5.5 Comparison of Model Convergence and Training Efficiency

During the training process, to comprehensively evaluate the learning ability and efficiency performance of the model, this experiment compares SE-CNN, the standard CNN structure, and the simplified model (No Attention) after removing the attention module, focusing on the differences in the training error convergence speed and the growth trend of training time. In the model convergence experiment, the loss function value of each round of training is used as the basis for horizontal comparison; in the training efficiency test, the total time accumulated in different rounds of training is recorded, and the same hardware environment and optimizer configuration are used to ensure the fairness of the comparison. The experimental results are presented in Fig. 9, which illustrates the changes in Loss with Epoch during the training process of each model, along with the corresponding cumulative training time.

Figure 9: Comparison of model training process. (a): Loss convergence curves of different models; (b): Training time growth trend of different models.
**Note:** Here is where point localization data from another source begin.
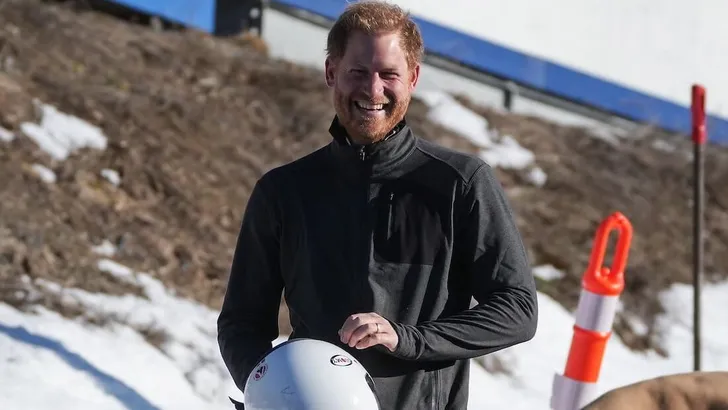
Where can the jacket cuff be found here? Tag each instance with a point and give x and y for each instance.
(408, 340)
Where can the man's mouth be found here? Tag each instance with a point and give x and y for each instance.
(367, 106)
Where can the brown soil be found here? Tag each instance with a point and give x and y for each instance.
(193, 121)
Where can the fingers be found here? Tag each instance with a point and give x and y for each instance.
(370, 340)
(362, 332)
(353, 324)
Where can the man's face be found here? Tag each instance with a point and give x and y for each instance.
(372, 85)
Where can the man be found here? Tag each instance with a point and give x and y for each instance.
(380, 240)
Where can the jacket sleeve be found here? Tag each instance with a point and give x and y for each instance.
(488, 249)
(248, 320)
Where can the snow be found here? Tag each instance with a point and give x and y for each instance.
(44, 173)
(497, 151)
(60, 134)
(111, 176)
(6, 135)
(75, 364)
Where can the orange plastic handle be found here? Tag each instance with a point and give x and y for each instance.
(600, 279)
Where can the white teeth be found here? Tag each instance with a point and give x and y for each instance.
(367, 106)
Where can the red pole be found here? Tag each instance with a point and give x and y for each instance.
(699, 139)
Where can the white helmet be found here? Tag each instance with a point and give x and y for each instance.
(308, 374)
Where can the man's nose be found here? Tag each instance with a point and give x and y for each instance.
(374, 86)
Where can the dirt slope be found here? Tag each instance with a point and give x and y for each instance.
(194, 121)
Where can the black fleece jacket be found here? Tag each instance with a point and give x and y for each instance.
(404, 228)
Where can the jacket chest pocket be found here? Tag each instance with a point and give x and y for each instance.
(409, 227)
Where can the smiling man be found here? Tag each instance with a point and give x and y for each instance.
(380, 239)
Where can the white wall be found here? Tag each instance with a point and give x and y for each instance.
(660, 47)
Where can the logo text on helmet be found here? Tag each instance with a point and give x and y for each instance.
(260, 372)
(340, 360)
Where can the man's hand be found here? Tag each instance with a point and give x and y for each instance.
(364, 330)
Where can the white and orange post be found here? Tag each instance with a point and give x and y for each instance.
(601, 288)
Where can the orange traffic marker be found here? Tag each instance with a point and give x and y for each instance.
(601, 287)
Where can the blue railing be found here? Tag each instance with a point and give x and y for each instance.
(199, 14)
(483, 56)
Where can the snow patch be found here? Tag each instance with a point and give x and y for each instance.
(6, 135)
(44, 173)
(111, 176)
(60, 134)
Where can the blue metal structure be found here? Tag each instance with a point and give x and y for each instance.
(479, 55)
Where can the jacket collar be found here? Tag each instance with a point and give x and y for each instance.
(380, 156)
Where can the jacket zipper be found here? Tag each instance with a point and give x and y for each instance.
(436, 394)
(390, 215)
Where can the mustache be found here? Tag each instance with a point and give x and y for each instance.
(371, 101)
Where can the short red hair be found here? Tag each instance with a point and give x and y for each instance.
(373, 17)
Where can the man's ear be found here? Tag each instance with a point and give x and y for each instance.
(329, 72)
(414, 76)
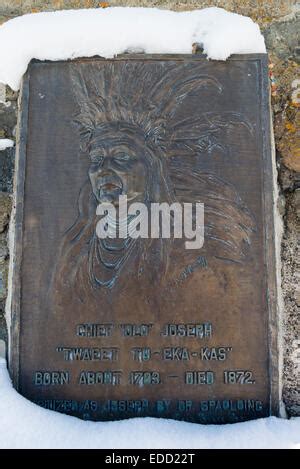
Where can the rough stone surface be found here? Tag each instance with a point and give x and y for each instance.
(279, 20)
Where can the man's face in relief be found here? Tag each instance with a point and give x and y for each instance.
(117, 167)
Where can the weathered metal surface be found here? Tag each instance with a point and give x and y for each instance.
(145, 328)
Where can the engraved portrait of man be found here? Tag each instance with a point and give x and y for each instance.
(140, 141)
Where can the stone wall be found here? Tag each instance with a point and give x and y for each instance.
(280, 24)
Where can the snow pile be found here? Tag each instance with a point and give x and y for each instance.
(107, 32)
(25, 425)
(6, 143)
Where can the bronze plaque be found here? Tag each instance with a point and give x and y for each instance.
(115, 328)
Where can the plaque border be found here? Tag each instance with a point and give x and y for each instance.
(268, 203)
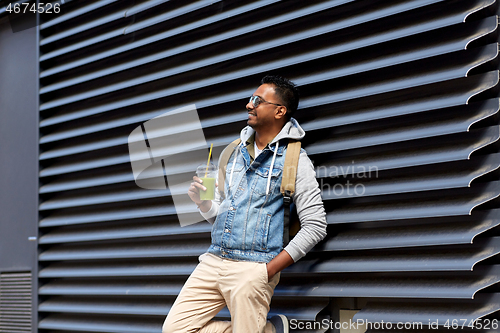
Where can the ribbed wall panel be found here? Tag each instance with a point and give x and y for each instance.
(400, 104)
(16, 302)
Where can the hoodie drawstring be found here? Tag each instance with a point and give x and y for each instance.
(271, 168)
(234, 163)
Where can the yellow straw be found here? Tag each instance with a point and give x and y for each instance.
(208, 161)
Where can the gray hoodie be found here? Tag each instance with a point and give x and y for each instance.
(307, 197)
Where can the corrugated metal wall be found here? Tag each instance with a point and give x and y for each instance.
(400, 102)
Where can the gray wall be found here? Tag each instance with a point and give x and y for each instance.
(18, 150)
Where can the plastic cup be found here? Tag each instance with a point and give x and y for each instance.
(208, 178)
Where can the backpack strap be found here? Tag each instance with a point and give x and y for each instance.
(288, 184)
(224, 159)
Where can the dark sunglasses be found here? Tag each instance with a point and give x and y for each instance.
(257, 100)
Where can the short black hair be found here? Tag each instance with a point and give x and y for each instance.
(286, 90)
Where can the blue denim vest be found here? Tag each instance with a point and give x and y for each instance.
(249, 224)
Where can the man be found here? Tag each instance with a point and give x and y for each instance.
(242, 266)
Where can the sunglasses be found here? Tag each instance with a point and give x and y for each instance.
(257, 100)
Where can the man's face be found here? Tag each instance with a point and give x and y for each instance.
(263, 115)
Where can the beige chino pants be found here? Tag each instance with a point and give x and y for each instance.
(215, 283)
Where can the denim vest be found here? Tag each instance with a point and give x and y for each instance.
(249, 224)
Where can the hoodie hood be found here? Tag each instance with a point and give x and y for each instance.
(291, 130)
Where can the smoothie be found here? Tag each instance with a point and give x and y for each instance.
(209, 183)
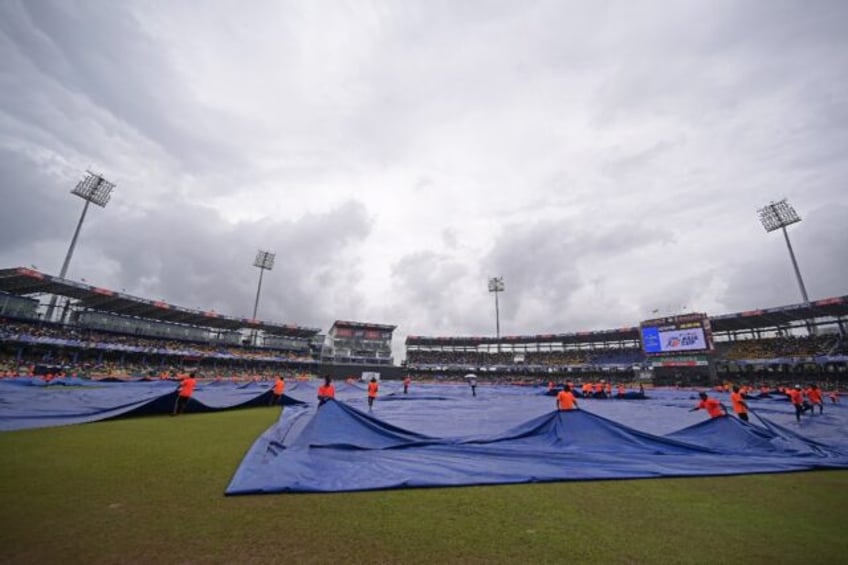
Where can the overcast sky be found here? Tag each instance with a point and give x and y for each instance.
(607, 159)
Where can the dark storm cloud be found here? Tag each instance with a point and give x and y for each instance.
(189, 256)
(32, 208)
(549, 262)
(97, 50)
(605, 159)
(425, 286)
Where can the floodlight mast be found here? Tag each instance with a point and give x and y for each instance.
(778, 215)
(496, 285)
(94, 189)
(265, 262)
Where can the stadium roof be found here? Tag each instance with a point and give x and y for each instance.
(22, 281)
(362, 325)
(836, 307)
(750, 320)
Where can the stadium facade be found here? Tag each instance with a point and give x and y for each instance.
(786, 342)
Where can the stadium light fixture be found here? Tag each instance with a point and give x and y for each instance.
(265, 262)
(496, 285)
(94, 189)
(776, 216)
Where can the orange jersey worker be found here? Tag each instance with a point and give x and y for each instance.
(373, 387)
(566, 400)
(279, 389)
(711, 405)
(184, 392)
(797, 399)
(739, 404)
(326, 391)
(814, 394)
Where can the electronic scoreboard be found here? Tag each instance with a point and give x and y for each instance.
(684, 334)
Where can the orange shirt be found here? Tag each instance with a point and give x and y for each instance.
(712, 406)
(738, 403)
(565, 400)
(187, 386)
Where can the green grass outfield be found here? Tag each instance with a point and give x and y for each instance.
(150, 490)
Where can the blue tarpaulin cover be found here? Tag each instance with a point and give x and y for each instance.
(441, 435)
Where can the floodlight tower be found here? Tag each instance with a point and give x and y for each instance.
(94, 189)
(778, 215)
(265, 262)
(496, 285)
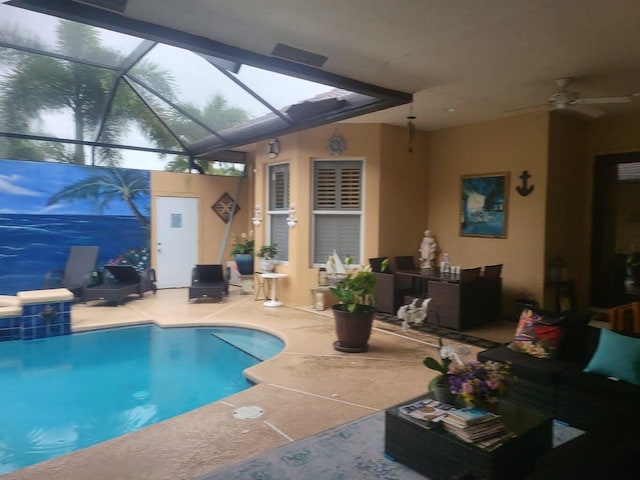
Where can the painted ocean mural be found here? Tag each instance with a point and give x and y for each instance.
(45, 208)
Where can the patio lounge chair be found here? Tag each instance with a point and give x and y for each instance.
(208, 281)
(125, 280)
(77, 273)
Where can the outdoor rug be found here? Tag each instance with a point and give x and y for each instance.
(353, 451)
(444, 333)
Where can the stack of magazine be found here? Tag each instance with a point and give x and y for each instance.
(471, 424)
(431, 411)
(474, 425)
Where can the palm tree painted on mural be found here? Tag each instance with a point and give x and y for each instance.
(107, 185)
(38, 85)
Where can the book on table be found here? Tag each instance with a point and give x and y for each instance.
(471, 415)
(430, 411)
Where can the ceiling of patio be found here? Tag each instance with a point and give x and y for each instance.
(65, 81)
(463, 61)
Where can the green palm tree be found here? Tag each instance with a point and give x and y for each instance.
(219, 115)
(39, 84)
(107, 185)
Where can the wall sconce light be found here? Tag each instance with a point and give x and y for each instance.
(291, 218)
(257, 216)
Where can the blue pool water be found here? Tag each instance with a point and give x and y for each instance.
(61, 394)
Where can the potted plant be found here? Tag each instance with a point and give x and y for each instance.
(267, 253)
(354, 314)
(242, 251)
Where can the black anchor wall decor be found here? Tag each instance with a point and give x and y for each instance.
(525, 189)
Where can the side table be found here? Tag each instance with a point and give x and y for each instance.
(317, 296)
(273, 301)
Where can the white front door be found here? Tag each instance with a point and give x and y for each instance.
(176, 240)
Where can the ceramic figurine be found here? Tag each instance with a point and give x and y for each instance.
(428, 249)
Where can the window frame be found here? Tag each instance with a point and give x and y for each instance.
(360, 212)
(272, 169)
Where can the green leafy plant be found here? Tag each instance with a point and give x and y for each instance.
(268, 252)
(243, 244)
(356, 289)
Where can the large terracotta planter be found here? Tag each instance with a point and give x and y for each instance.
(353, 329)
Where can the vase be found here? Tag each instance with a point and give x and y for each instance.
(442, 394)
(244, 261)
(353, 329)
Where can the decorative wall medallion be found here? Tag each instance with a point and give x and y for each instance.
(273, 148)
(336, 144)
(525, 189)
(223, 207)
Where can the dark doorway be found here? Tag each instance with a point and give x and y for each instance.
(616, 229)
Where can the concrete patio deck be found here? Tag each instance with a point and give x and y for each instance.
(306, 389)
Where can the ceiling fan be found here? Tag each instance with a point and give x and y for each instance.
(567, 100)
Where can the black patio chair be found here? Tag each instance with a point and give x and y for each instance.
(122, 281)
(78, 271)
(208, 281)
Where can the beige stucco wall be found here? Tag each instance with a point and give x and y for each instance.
(394, 184)
(403, 192)
(407, 192)
(207, 189)
(507, 145)
(568, 204)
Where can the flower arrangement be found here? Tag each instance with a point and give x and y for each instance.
(268, 252)
(243, 245)
(479, 383)
(448, 354)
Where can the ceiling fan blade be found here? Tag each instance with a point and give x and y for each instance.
(522, 109)
(598, 100)
(586, 111)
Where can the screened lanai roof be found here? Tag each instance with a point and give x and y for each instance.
(86, 94)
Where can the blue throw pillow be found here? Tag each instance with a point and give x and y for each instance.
(616, 356)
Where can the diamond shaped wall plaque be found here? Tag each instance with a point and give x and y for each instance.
(223, 207)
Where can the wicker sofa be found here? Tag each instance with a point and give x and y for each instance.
(560, 388)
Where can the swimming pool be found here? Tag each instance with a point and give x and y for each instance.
(61, 394)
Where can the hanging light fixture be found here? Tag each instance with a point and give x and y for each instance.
(257, 216)
(411, 129)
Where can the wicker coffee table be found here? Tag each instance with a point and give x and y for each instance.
(439, 455)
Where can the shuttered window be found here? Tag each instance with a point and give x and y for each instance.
(337, 209)
(278, 209)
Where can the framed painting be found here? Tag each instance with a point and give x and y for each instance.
(484, 202)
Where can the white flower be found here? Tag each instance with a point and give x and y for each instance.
(455, 353)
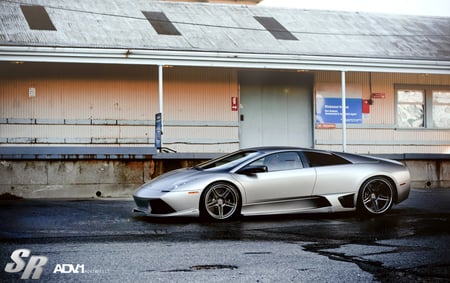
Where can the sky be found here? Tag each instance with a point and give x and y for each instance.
(408, 7)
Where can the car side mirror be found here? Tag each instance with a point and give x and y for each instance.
(251, 170)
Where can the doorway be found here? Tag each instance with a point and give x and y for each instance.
(276, 109)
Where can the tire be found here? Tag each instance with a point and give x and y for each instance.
(376, 196)
(220, 201)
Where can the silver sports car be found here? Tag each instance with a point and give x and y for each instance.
(276, 180)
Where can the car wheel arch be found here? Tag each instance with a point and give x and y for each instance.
(216, 182)
(366, 180)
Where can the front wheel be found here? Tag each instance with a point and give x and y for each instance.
(220, 201)
(376, 196)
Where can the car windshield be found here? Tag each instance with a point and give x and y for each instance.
(227, 161)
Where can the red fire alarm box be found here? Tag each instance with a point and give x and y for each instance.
(234, 103)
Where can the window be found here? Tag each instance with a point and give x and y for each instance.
(161, 23)
(441, 109)
(410, 108)
(37, 17)
(423, 107)
(316, 159)
(279, 161)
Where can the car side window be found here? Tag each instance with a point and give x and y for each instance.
(280, 161)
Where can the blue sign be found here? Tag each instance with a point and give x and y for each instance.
(158, 130)
(329, 110)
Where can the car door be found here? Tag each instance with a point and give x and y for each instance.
(284, 180)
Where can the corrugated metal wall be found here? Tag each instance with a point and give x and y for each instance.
(112, 105)
(378, 133)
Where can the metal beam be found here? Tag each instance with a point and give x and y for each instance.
(221, 59)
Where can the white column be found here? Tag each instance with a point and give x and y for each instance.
(344, 114)
(160, 88)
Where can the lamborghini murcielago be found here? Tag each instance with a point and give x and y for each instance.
(276, 180)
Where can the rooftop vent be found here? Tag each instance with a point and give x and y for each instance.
(161, 23)
(37, 17)
(275, 28)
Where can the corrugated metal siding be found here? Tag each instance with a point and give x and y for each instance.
(197, 109)
(96, 104)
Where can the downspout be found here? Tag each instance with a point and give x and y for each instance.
(344, 113)
(160, 100)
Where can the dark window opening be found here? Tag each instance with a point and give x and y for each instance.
(37, 17)
(316, 159)
(275, 28)
(161, 23)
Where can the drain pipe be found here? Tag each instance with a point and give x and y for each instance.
(344, 113)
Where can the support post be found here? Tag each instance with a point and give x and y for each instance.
(159, 115)
(344, 113)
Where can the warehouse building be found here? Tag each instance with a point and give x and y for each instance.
(111, 85)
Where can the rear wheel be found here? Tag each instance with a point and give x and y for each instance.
(376, 196)
(220, 201)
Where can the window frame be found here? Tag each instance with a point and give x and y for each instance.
(428, 122)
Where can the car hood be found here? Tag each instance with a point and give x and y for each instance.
(170, 181)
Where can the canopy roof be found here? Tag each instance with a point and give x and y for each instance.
(202, 34)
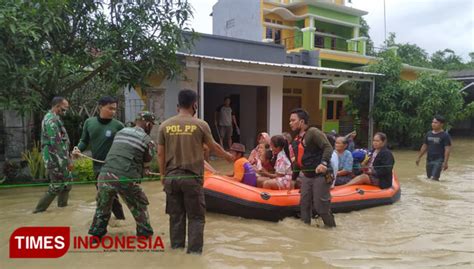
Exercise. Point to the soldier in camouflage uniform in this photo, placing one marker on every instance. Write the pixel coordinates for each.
(55, 151)
(128, 160)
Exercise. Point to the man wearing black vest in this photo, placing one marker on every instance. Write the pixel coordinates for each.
(312, 157)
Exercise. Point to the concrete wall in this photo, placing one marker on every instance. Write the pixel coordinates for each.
(17, 133)
(214, 96)
(240, 19)
(274, 84)
(227, 47)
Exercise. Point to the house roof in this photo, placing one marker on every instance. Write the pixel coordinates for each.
(462, 73)
(294, 69)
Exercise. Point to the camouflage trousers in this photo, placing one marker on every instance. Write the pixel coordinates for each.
(133, 196)
(58, 186)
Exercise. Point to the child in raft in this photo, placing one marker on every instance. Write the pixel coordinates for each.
(243, 170)
(265, 156)
(262, 138)
(281, 178)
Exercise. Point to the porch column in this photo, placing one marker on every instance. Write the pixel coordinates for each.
(201, 91)
(371, 111)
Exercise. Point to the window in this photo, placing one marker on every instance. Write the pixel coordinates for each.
(330, 110)
(333, 43)
(230, 23)
(277, 36)
(339, 107)
(273, 33)
(334, 109)
(319, 42)
(269, 33)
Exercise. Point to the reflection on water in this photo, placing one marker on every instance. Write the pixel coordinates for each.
(431, 226)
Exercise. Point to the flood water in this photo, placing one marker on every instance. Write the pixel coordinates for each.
(430, 227)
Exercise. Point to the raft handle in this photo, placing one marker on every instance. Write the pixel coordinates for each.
(360, 191)
(265, 195)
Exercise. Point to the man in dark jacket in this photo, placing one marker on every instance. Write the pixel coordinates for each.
(312, 159)
(379, 170)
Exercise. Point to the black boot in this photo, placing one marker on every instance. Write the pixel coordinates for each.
(44, 202)
(328, 220)
(63, 197)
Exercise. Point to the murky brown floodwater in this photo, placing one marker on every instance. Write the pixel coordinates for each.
(431, 226)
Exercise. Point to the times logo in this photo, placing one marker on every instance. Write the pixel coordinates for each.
(39, 242)
(54, 242)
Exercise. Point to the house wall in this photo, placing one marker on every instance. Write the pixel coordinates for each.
(311, 97)
(229, 18)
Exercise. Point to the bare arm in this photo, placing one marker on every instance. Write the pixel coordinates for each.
(216, 117)
(234, 119)
(220, 151)
(161, 162)
(422, 152)
(447, 151)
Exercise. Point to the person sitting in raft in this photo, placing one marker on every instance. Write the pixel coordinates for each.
(289, 139)
(379, 171)
(344, 168)
(360, 158)
(243, 170)
(350, 137)
(261, 149)
(262, 138)
(281, 179)
(267, 161)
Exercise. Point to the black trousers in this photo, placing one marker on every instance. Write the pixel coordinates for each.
(316, 196)
(185, 199)
(117, 208)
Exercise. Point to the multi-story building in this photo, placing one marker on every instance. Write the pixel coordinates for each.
(328, 30)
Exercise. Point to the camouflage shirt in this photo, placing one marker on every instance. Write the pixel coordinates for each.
(131, 152)
(54, 142)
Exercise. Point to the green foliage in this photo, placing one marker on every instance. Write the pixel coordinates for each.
(73, 124)
(404, 109)
(83, 170)
(364, 31)
(35, 161)
(50, 48)
(448, 60)
(412, 54)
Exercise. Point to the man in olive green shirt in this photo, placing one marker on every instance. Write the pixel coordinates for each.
(99, 133)
(181, 160)
(312, 165)
(126, 163)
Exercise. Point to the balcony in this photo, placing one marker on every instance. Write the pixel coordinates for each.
(325, 41)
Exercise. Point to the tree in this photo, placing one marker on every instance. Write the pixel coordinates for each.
(410, 54)
(364, 31)
(53, 48)
(404, 109)
(447, 60)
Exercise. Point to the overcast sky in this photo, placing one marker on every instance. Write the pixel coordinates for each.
(431, 24)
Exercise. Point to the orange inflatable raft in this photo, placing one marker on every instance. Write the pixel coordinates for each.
(227, 196)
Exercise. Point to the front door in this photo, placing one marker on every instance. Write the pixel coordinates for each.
(289, 103)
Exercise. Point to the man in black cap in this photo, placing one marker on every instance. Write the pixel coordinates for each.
(181, 161)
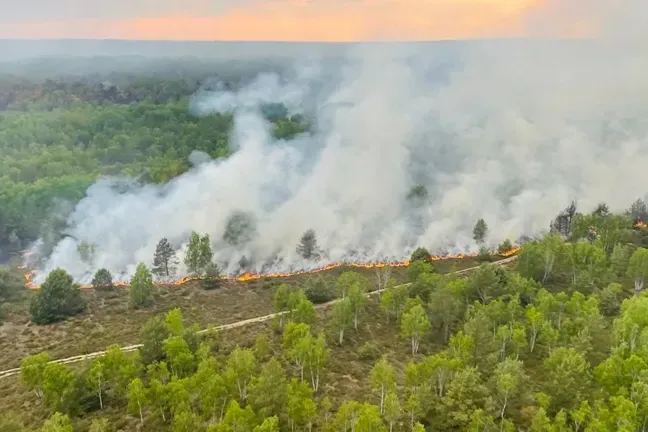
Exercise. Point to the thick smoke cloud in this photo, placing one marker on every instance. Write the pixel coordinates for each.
(507, 131)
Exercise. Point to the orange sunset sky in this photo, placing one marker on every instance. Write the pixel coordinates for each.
(286, 20)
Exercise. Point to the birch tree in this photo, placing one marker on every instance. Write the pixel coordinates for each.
(137, 398)
(638, 268)
(382, 379)
(414, 325)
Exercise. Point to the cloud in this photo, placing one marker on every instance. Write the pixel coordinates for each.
(288, 20)
(46, 10)
(510, 131)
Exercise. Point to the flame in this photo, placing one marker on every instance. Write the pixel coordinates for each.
(245, 277)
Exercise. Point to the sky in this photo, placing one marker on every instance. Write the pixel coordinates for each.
(285, 20)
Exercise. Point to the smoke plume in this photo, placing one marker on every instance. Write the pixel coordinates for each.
(508, 131)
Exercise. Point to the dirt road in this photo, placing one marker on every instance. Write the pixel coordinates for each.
(129, 348)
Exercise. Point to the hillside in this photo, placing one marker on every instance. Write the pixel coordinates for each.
(543, 344)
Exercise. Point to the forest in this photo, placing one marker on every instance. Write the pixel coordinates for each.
(58, 136)
(552, 342)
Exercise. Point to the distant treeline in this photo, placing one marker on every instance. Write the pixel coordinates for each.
(58, 136)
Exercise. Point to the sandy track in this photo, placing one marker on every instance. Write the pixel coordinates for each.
(130, 348)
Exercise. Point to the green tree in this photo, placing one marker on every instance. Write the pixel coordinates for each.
(102, 280)
(58, 386)
(236, 419)
(96, 378)
(185, 421)
(141, 287)
(505, 246)
(180, 357)
(317, 289)
(369, 419)
(137, 397)
(267, 393)
(620, 259)
(302, 310)
(199, 253)
(100, 425)
(382, 377)
(465, 394)
(280, 300)
(393, 301)
(414, 325)
(317, 360)
(240, 229)
(87, 252)
(638, 268)
(307, 247)
(349, 279)
(566, 372)
(300, 408)
(342, 319)
(509, 379)
(164, 260)
(392, 409)
(153, 335)
(270, 424)
(241, 366)
(447, 306)
(420, 254)
(357, 301)
(57, 423)
(480, 231)
(212, 278)
(32, 372)
(58, 298)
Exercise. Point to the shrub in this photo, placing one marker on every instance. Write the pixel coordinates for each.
(369, 351)
(212, 278)
(420, 254)
(58, 298)
(102, 280)
(505, 246)
(318, 290)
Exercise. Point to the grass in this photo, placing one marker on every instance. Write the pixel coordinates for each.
(109, 320)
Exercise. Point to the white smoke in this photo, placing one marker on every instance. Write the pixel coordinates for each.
(507, 131)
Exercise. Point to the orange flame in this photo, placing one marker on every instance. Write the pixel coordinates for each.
(245, 277)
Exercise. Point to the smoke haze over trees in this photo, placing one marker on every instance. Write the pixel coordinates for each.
(508, 131)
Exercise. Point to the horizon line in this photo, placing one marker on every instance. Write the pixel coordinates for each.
(395, 41)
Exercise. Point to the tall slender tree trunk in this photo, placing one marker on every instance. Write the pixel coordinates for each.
(100, 395)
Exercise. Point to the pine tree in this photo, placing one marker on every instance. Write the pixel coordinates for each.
(102, 280)
(199, 253)
(480, 231)
(212, 277)
(307, 246)
(165, 260)
(58, 298)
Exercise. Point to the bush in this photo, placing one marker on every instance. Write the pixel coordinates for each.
(12, 284)
(484, 254)
(505, 246)
(102, 280)
(417, 268)
(58, 298)
(369, 351)
(212, 278)
(318, 290)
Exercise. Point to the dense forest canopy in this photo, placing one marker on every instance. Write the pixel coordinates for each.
(553, 343)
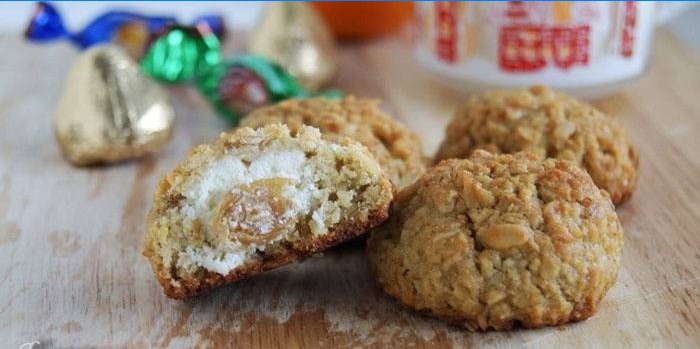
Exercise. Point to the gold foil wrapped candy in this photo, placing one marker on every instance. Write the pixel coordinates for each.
(293, 35)
(109, 110)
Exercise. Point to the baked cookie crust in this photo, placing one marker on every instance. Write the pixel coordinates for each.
(549, 124)
(258, 199)
(397, 149)
(495, 241)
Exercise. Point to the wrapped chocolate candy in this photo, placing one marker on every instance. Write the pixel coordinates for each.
(110, 111)
(242, 83)
(131, 30)
(180, 54)
(293, 35)
(245, 82)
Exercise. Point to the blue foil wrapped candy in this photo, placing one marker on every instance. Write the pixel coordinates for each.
(128, 29)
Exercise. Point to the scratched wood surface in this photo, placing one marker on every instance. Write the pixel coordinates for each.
(72, 274)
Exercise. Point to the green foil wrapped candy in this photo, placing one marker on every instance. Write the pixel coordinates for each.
(180, 54)
(242, 83)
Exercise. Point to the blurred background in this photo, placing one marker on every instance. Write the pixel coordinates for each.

Throughout the entire training process, from the 1st round to the 50th round, the loss value of the SE-CNN model decreases from 0.911 to 0.023, resulting in an overall decrease of 0.888, exhibiting a stable and rapid convergence trend. In contrast, the Loss of the CNN model drops from 0.924 to 0.019. Although the final value is slightly lower, the fluctuation range is large during the decline, and the platform experiences multiple stages. The No Attention model drops from 0.972 to 0.056, and the overall convergence curve is relatively gentle. The fundamental reason for this performance gap is that the SE module effectively enhances the correlation modeling ability between feature channels, improves the expression efficiency of high-dimensional semantic features through the weight recalibration mechanism, and thus accelerates the compression process of model errors. In terms of training time, the cumulative training time of SE-CNN in 50 rounds is 41.5 min, which is significantly higher than the 31.9 min of the CNN model and the 26.6 min of the No Attention model. Its main cost comes from the calculation delay caused by the compression and activation operations applied by channel attention. Overall, SE-CNN has more advantages in terms of convergence performance; however, the increase in computing cost requires weighing the deployment strategy according to the specific application scenario.

6 Conclusion

The unstructured grid CFD and SE-CNN fusion modeling method proposed in this paper obtains the high-dimensional time series feature tensor of multi-physical field coupling through the finite volume method, constructs a multi-channel input structure, takes pressure, velocity gradient, and structural response as input, applies the channel attention mechanism in the convolution stage to strengthen the expression of key response areas, and improves the accuracy of vortex-induced vibration modeling. The experimental results show that the relative error of amplitude prediction in the flow velocity range of 0.4–0.8 m/s is 1.9%, and the main frequency prediction error in the range of 1.2–1.4 m/s is as low as 0.03 Hz. The entropy value of the third-layer feature map of the model is reduced by 0.58 compared with the traditional CNN, reflecting the improvement of channel recognition ability and the effective enhancement of key disturbance characteristics by the attention mechanism. This method significantly enhances the model’s ability to characterize nonlinear responses under complex flow conditions. While improving the accuracy of structural vibration prediction, it has high adaptability to multiple working conditions and training convergence efficiency, providing stable and efficient technical support for the safety assessment and design optimization of floating structures in complex marine environments.